Volume Fraction of Ether Is a Significant Factor in Controlling Conductivity in Proton Conducting Polyether Based Polymer Sol-Gel Electrolytes

Article abstract of DOI:10.1021/jp5072082

We have synthesized several copolymers of methyl polyethylene glycol siloxane (MePEG₇SiO₃)_m and methyl polypropylene glycol siloxane (MePPG_nSiO₃)_m as hydrogen ion (H⁺) conducting polymer electrolytes. These copolymers were prepared by a sol-gel polymerization of mixtures of the MePEG and MePPG monomers. We synthesized these H⁺ conducting polymer electrolytes in order to study the relationship between observed ionic conductivity and structural properties such as viscosity, fractional free volume, and volume fraction of ether.

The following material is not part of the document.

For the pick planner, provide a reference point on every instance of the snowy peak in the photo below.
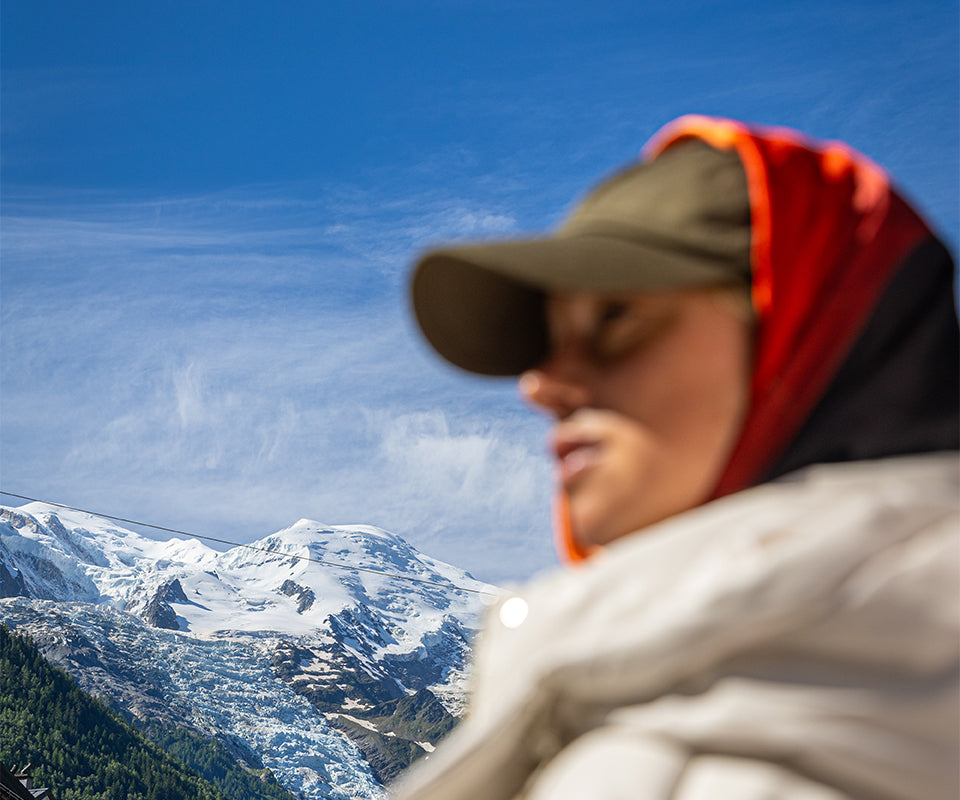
(290, 581)
(335, 654)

We found that viscosity increased as the fraction of the smaller comonomer increased. For the MePPG₂/MePPG₃ copolymer, an increase in fractional free volume increased the fluidity. The heterogeneous copolymers (PEG/PPG copolymers) obeyed the Doolittle equation, while the homogeneous (PEG/PEG and PPG/PPG) copolymers did not. The increase of FFV did not, however, correspond to an increase in conductivity, as would have been predicted by the Forsythe equation. The conductivity data did correspond to a modified Forsythe equation substituting Volume Fraction of Ether (V_f,ether) for FFV. We conclude that the proton conductivity of MePEG copolymers is more dependent on the volume fraction of ether than on the fractional free volume. (Chemical Equation Presented).